9. In the world / of the world
This a perennial issue for Christians. You want to go out into all the world but at the same time keep yourself unstained by the world. It seems that in the education debate Christians tend to emphasize one side or the other. Choosing public school means you take the great commission seriously while choosing home school or Christian school means you take holiness seriously. I think that both sides should agree that the other side has a valid concern. But both sides should also admit when their “official” reason is not actually the “real” reason – at least not entirely. I think we all tend to oversimplify and over spiritualize decisions like this. I’m sure the “public-school-is-a-mission-field” parents are a lot more pragmatic than they let on. Yeah, public school is a mission field, but it’s also free and they drop my kids off at the end of the street. And then with the “I-homeschool-because-I-actually-love-my-kids” crowd I imagine there is a bit of fear and insecurity that goes into the decision to keep such a close hold. I think we should be honest about these unofficial reasons, consider both sides of the spiritual issue, and then make the most faithful decision we can all things considered.
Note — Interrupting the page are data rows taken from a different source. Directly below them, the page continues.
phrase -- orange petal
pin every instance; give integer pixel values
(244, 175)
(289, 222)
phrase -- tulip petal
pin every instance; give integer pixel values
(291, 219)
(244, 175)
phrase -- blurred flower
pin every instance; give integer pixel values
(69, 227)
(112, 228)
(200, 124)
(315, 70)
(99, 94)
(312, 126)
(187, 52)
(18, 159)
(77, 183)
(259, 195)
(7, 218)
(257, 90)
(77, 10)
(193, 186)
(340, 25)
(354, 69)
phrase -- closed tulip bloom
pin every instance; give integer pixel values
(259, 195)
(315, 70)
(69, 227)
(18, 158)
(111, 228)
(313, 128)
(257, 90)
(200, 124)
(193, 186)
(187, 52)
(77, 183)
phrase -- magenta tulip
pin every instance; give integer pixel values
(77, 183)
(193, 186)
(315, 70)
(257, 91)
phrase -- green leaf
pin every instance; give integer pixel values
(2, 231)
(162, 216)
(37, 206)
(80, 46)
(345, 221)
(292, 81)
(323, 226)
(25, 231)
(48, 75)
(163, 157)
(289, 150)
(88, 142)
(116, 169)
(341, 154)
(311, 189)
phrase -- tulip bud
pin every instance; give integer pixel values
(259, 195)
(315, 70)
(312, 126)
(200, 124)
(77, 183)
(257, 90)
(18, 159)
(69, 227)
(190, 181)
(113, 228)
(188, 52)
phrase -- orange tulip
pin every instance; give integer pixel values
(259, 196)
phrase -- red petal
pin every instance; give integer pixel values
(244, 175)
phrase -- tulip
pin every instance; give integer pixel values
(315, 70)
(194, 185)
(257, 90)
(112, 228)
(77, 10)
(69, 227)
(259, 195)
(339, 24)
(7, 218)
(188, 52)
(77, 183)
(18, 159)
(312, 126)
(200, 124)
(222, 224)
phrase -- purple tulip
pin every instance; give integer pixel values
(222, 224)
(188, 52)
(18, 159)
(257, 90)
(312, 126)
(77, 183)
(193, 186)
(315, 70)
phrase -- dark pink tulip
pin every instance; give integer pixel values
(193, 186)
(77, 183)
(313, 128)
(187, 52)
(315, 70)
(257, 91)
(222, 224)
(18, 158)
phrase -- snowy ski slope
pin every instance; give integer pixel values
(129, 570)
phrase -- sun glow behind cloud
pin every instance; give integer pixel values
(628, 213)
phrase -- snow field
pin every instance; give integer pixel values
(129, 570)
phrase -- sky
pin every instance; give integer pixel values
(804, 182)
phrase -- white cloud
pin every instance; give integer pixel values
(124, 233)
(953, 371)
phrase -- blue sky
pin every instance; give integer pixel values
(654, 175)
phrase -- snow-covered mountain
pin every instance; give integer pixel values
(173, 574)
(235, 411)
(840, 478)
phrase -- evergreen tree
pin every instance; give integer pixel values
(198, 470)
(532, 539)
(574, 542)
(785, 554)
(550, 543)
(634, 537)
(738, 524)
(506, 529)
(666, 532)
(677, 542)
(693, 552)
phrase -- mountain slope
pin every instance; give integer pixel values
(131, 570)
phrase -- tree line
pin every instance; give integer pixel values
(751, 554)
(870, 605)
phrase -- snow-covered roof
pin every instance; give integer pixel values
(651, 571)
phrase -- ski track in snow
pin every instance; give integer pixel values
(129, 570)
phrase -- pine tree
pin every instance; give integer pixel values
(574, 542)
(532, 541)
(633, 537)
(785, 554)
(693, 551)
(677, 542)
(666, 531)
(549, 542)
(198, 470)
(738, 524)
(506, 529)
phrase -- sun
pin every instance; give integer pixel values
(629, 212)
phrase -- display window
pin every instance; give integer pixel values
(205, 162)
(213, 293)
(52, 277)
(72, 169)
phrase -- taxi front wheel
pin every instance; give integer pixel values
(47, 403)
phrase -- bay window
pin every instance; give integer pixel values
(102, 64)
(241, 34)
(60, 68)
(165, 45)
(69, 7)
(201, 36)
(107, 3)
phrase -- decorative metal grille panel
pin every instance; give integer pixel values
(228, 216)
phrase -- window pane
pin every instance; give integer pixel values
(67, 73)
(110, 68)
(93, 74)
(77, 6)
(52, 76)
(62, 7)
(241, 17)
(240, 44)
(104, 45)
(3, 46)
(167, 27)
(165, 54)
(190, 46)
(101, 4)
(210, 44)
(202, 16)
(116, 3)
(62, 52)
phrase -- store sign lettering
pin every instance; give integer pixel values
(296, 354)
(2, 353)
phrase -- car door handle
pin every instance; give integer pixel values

10. There’s no perfect option
Not all schools are created equal. Some are better than others and if you have a choice you should choose the better one. But there’s always going to be some give and take. You might find a great private school that fits all of your “must-haves”, but it will cost you a fortune and you’ll need to drive by 5 other elementary schools to get there in the morning. Public school will free up a lot of your time and money, but it will bring challenges of its own. There’s no perfect choice. So weigh out the pros and cons and do the best you can with the information that you have available. And if push comes to shove, you can always change your mind. There’s nothing that says you can’t try a little bit of each. You don’t want to bounce your kids around like academic pinballs, of course, but by enrolling them in the local primary school you are not committing for life. Reevaluate and readjust as necessary.
I wish you the very best in your decision-making process! Do the best you can, stay faithful, and the rest will (hopefully!) take care of itself.